Царские жандармы и тюремщики удивлялись, что террористы бодро и радостно шли на эшафот. Как объяснить это?

Наталья пишет, что раньше она испытывала невыносимый разлад, конфликт между собственным «я», своим сияющим идеалом и внешней жизнью, российской действительностью, с ее неравенством, дикостью и произволом. Словом, вначале она была типичной чеховской героиней. Суждены нам благие порывы, да свершить ничего не дано…

Чехов не был любимым писателем русских революционеров. Когда другая, знаменитая террористка, тоже одухотворенная, талантливая, мужественная и прекрасная — Вера Фигнер — вышла на свободу после двадцати лет заключения в Шлиссельбургской крепости, она спросила, что теперь читают. Чехова, ответили ей. Открыла — и захлопнула: Господи, ничего не изменилось, опять это мещанство и бытовщина, барышни и чиновники, ахи, и вздохи, и заламывания рук. Стоило, в самом деле, столько лет сидеть в камере ради такого народа!

Вот и Наташа Климова мучилась и металась вначале от разлада с миром и собой, искала выход из тупика чеховской интеллигенции, разочарованной и вялой. Надо что-то делать, но что?
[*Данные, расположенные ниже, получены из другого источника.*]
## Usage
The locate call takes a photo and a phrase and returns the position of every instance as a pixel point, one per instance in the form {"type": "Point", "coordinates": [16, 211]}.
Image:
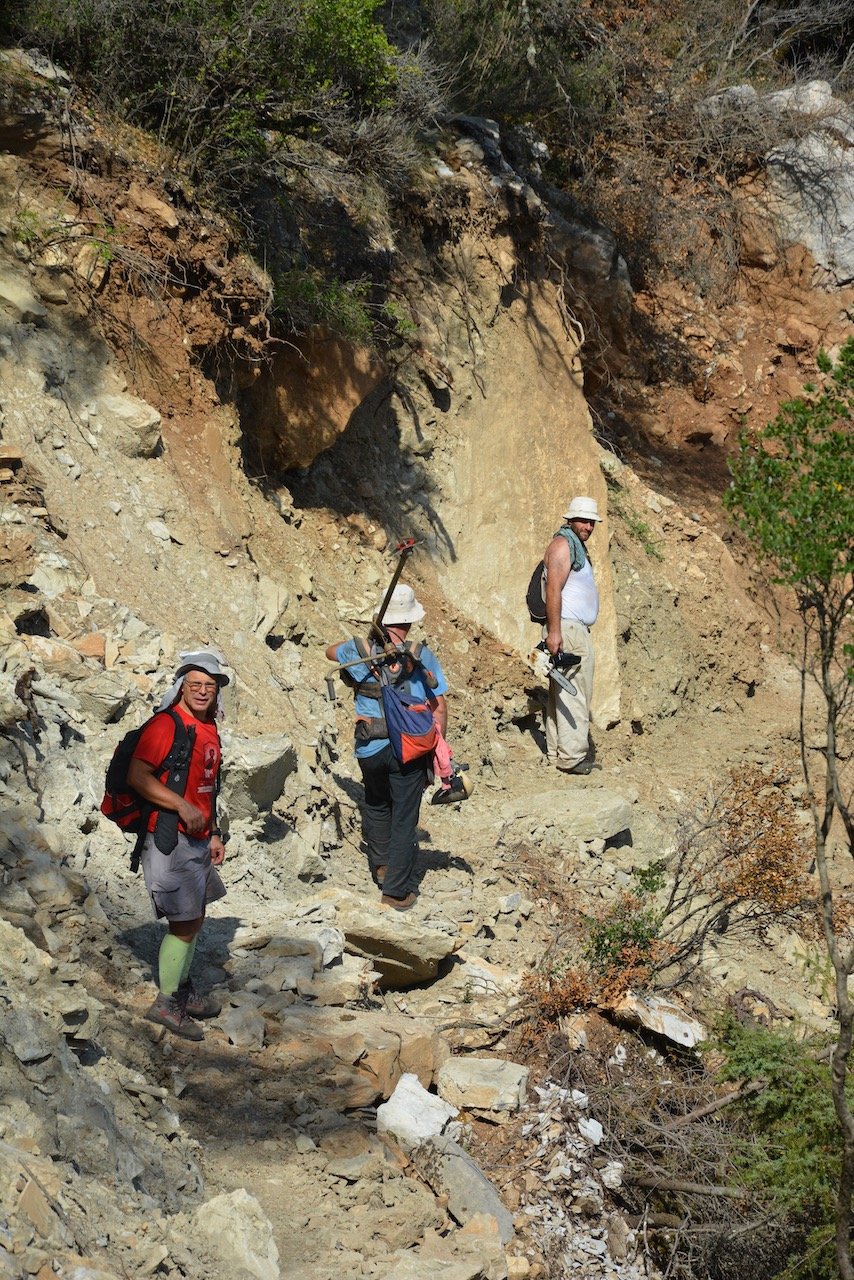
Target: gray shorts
{"type": "Point", "coordinates": [183, 882]}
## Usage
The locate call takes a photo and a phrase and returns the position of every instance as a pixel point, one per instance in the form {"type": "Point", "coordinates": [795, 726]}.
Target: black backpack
{"type": "Point", "coordinates": [127, 809]}
{"type": "Point", "coordinates": [535, 593]}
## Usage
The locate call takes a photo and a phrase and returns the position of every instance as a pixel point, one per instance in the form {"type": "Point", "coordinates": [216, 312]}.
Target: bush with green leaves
{"type": "Point", "coordinates": [793, 494]}
{"type": "Point", "coordinates": [222, 83]}
{"type": "Point", "coordinates": [789, 1153]}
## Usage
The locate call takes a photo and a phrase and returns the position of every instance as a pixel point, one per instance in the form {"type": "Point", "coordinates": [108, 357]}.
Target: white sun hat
{"type": "Point", "coordinates": [403, 607]}
{"type": "Point", "coordinates": [583, 508]}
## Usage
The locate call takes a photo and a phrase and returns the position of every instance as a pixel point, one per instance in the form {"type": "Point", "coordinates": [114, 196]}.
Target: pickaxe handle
{"type": "Point", "coordinates": [403, 551]}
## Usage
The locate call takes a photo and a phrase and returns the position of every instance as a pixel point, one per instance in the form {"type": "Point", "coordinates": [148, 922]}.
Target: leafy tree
{"type": "Point", "coordinates": [793, 494]}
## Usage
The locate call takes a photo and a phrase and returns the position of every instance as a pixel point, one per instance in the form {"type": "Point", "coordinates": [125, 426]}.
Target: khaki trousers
{"type": "Point", "coordinates": [567, 716]}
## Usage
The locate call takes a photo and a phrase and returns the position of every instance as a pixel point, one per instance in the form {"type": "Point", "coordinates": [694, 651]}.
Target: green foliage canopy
{"type": "Point", "coordinates": [793, 484]}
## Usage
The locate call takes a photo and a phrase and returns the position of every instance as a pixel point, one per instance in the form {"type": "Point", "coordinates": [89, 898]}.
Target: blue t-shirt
{"type": "Point", "coordinates": [347, 652]}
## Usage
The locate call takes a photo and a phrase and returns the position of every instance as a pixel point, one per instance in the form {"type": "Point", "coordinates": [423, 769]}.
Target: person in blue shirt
{"type": "Point", "coordinates": [392, 790]}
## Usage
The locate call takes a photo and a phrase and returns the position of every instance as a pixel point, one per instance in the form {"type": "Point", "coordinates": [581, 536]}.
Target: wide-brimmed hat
{"type": "Point", "coordinates": [403, 607]}
{"type": "Point", "coordinates": [202, 659]}
{"type": "Point", "coordinates": [583, 508]}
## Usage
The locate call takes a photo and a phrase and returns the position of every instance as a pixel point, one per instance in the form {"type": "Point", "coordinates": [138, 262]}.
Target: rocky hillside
{"type": "Point", "coordinates": [170, 478]}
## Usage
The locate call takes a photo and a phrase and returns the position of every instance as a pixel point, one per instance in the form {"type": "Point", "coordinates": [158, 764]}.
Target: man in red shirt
{"type": "Point", "coordinates": [183, 846]}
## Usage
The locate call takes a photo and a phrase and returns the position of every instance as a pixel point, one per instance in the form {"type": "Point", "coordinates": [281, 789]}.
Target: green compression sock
{"type": "Point", "coordinates": [172, 960]}
{"type": "Point", "coordinates": [188, 960]}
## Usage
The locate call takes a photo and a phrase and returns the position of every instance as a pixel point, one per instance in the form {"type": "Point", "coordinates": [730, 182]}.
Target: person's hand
{"type": "Point", "coordinates": [192, 818]}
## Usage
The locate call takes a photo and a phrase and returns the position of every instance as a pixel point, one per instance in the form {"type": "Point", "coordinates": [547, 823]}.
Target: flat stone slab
{"type": "Point", "coordinates": [484, 1084]}
{"type": "Point", "coordinates": [578, 813]}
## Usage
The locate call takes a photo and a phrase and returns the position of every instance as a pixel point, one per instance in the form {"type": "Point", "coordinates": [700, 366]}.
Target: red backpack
{"type": "Point", "coordinates": [124, 807]}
«Это обычная, тяжелая по своим последствиям болезнь русской интеллигенции, — продолжает свой анализ Наташа. — Появилась она с того момента, когда человек почувствовал, что его «истина», «право» и «должное» не есть для него пустая фраза, праздничное платье, а есть живая часть души его, и начал понимать все яснее и яснее, что борьба с «русскими разладами» (в которых его истина, право и справедливость нарушались ежеминутно) может дать удовлетворение лишь на основе девиза: «все или ничего»… Или отдаться борьбе без возврата, без сожаления, борьбе, идущей на все и не останавливающейся ни перед чем, или, пользуясь всеми преимуществами привилегированного положения, отдаваясь науке, природе, личному счастью и семье, рабски подчиниться и открыто и честно признаться в полном равнодушии к тому, что когда-то считал святая святых души своей… Многие всю жизнь мучаются, изнывают и стонут так же, как и я мучилась, стонала и металась… Вперед или назад?
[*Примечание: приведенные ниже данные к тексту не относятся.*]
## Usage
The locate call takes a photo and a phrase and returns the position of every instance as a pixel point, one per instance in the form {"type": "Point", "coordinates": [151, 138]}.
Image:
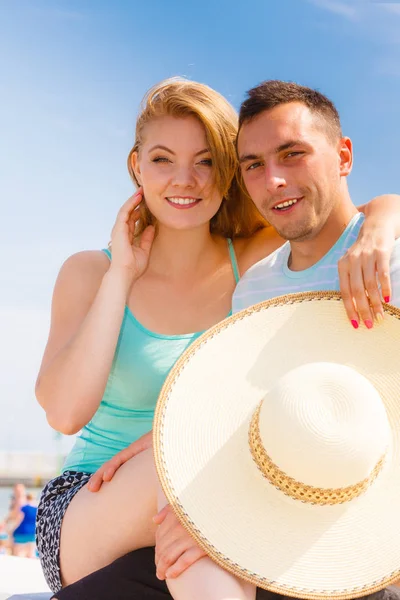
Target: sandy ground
{"type": "Point", "coordinates": [20, 576]}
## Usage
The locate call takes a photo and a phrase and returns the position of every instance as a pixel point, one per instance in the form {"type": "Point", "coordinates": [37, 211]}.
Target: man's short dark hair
{"type": "Point", "coordinates": [272, 93]}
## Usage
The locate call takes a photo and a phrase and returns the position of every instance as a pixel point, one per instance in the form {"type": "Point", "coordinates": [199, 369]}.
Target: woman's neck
{"type": "Point", "coordinates": [176, 253]}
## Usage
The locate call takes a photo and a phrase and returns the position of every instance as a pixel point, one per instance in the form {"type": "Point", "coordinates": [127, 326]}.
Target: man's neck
{"type": "Point", "coordinates": [306, 253]}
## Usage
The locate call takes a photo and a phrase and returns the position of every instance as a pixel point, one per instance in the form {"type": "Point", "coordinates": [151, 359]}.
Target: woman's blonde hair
{"type": "Point", "coordinates": [178, 97]}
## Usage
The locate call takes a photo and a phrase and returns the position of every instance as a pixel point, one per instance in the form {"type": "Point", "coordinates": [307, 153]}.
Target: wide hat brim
{"type": "Point", "coordinates": [243, 522]}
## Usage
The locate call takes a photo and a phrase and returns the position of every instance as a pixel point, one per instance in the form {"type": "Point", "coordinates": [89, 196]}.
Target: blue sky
{"type": "Point", "coordinates": [72, 76]}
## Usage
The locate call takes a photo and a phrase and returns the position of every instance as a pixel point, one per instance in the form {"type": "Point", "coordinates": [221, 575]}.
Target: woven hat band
{"type": "Point", "coordinates": [296, 489]}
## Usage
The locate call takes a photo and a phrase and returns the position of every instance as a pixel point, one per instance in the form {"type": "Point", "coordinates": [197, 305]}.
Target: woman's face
{"type": "Point", "coordinates": [175, 170]}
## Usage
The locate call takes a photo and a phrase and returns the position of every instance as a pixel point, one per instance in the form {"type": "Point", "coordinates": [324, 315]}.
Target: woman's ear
{"type": "Point", "coordinates": [135, 165]}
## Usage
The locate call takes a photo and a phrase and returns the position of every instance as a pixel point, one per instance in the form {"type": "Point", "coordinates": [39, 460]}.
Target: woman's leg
{"type": "Point", "coordinates": [100, 527]}
{"type": "Point", "coordinates": [206, 580]}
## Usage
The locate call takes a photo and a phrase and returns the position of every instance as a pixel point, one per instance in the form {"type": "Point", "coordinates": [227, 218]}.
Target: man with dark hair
{"type": "Point", "coordinates": [273, 93]}
{"type": "Point", "coordinates": [294, 162]}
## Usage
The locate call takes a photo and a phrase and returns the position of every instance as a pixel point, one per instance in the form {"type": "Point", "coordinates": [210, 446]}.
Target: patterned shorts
{"type": "Point", "coordinates": [54, 501]}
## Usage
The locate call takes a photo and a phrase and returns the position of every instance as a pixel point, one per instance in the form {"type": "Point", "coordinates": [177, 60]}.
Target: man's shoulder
{"type": "Point", "coordinates": [273, 260]}
{"type": "Point", "coordinates": [253, 286]}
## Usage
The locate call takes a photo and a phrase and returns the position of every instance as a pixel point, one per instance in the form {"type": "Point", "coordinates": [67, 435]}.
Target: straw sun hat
{"type": "Point", "coordinates": [277, 440]}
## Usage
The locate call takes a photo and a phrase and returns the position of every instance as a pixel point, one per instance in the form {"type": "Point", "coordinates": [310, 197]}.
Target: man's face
{"type": "Point", "coordinates": [292, 168]}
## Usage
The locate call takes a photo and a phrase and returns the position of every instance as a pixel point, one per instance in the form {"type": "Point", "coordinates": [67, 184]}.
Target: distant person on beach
{"type": "Point", "coordinates": [4, 540]}
{"type": "Point", "coordinates": [24, 544]}
{"type": "Point", "coordinates": [122, 317]}
{"type": "Point", "coordinates": [17, 500]}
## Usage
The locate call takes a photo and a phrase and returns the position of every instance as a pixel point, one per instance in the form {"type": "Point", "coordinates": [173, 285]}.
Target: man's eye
{"type": "Point", "coordinates": [292, 154]}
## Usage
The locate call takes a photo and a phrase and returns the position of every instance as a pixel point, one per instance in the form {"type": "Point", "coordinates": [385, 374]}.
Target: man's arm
{"type": "Point", "coordinates": [384, 209]}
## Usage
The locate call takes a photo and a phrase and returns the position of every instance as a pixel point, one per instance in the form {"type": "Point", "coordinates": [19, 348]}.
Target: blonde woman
{"type": "Point", "coordinates": [122, 317]}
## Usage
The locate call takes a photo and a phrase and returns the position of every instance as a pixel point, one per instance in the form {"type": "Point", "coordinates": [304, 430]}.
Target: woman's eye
{"type": "Point", "coordinates": [253, 166]}
{"type": "Point", "coordinates": [160, 159]}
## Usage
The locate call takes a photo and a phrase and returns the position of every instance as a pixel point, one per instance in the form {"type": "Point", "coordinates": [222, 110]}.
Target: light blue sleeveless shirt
{"type": "Point", "coordinates": [140, 366]}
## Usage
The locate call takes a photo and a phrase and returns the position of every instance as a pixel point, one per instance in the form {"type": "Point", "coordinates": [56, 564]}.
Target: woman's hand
{"type": "Point", "coordinates": [362, 268]}
{"type": "Point", "coordinates": [176, 550]}
{"type": "Point", "coordinates": [108, 470]}
{"type": "Point", "coordinates": [128, 254]}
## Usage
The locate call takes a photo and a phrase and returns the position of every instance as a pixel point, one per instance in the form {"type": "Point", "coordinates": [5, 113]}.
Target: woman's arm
{"type": "Point", "coordinates": [87, 311]}
{"type": "Point", "coordinates": [365, 266]}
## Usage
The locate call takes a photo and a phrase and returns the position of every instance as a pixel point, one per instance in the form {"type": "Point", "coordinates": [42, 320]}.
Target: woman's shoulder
{"type": "Point", "coordinates": [253, 249]}
{"type": "Point", "coordinates": [87, 261]}
{"type": "Point", "coordinates": [82, 272]}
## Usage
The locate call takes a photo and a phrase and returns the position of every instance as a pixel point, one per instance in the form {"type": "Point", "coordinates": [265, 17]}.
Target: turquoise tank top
{"type": "Point", "coordinates": [140, 366]}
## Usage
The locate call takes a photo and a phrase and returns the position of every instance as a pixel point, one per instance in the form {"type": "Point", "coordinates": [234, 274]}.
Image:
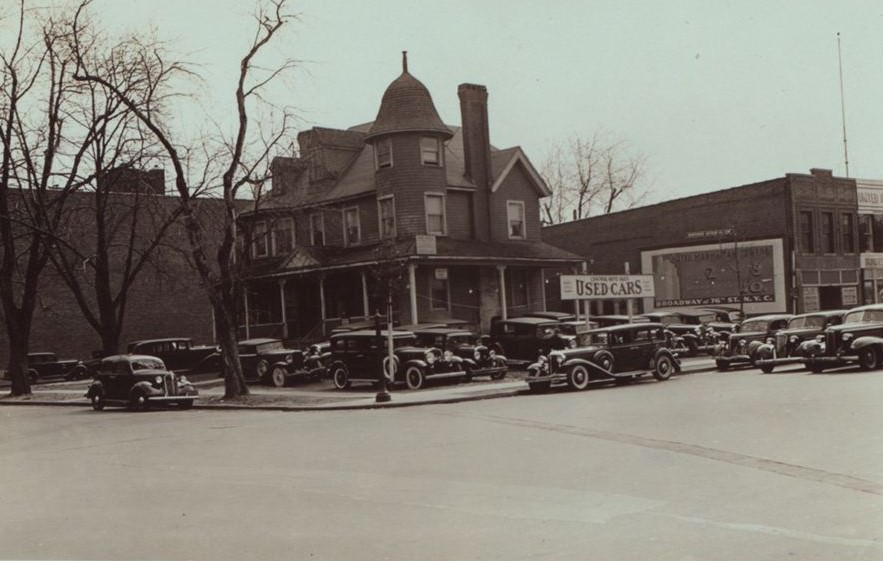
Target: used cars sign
{"type": "Point", "coordinates": [606, 287]}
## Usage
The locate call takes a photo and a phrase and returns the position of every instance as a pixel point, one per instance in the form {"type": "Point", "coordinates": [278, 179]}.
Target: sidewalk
{"type": "Point", "coordinates": [211, 394]}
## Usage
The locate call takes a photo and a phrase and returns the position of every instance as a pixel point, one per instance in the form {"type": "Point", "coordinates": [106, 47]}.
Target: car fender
{"type": "Point", "coordinates": [867, 341]}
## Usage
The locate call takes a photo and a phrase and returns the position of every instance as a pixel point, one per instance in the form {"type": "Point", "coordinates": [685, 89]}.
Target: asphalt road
{"type": "Point", "coordinates": [735, 465]}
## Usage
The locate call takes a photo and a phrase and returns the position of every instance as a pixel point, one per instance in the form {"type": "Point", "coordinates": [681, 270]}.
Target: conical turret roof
{"type": "Point", "coordinates": [407, 107]}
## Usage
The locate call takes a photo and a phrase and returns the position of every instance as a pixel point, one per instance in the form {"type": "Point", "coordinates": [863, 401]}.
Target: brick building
{"type": "Point", "coordinates": [460, 217]}
{"type": "Point", "coordinates": [790, 244]}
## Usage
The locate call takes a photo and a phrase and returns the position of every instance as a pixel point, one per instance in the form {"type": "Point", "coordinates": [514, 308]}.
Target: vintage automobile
{"type": "Point", "coordinates": [362, 356]}
{"type": "Point", "coordinates": [137, 382]}
{"type": "Point", "coordinates": [478, 360]}
{"type": "Point", "coordinates": [268, 361]}
{"type": "Point", "coordinates": [612, 354]}
{"type": "Point", "coordinates": [46, 366]}
{"type": "Point", "coordinates": [695, 328]}
{"type": "Point", "coordinates": [788, 346]}
{"type": "Point", "coordinates": [521, 338]}
{"type": "Point", "coordinates": [179, 353]}
{"type": "Point", "coordinates": [741, 346]}
{"type": "Point", "coordinates": [857, 340]}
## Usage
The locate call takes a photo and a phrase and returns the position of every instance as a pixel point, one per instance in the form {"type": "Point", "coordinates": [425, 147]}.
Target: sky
{"type": "Point", "coordinates": [714, 94]}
Лишь теперь я могла убедиться, — и убедиться бесповоротно, в чем «моя» истина-правда и что нет в мире той силы, которая могла бы заставить меня от нее отказаться. А из этого ощущения родилось и новое… Это не та любовь инстинкта физической жизни, трепещущая перед смертью и цепляющаяся за жизнь даже тогда, когда она в тягость, а та бесконечная мировая любовь, что и самый факт личной смерти низводит на уровень не страшного, простого, незначительного, хотя и очень интересного явления…»

Вот история «высокой болезни» русской интеллигенции, выведенная Наташей Климовой на основе проведенного над собой опыта. Это иной взгляд, совсем другой диагноз, чем большевистский, выраженный в «Петроградской правде» «Незнакомцем».

Поступиться личным счастьем — ради идеала.

«Человеческому сердцу не нужно счастье, ему нужно сияние», — пишет Каннегисер в одиночке Петроградской ЧК. И ему вторит Марина Цветаева в стихах как раз 1918-го года:

Есть на свете поважней дела
Страстных бурь и подвигов любовных…

И позднее, через восемь лет, в письме Борису Пастернаку она говорит: «Держа слово, обороняясь, заслоняясь от счастья…»

А еще раньше Цветаевой — звонкоголосая перекличка поэтов во времени! — Федор Тютчев, в письме Жуковскому, вспоминает об их беседе: «Мне очень понятны Ваши слова, что счастье — это не главное в жизни».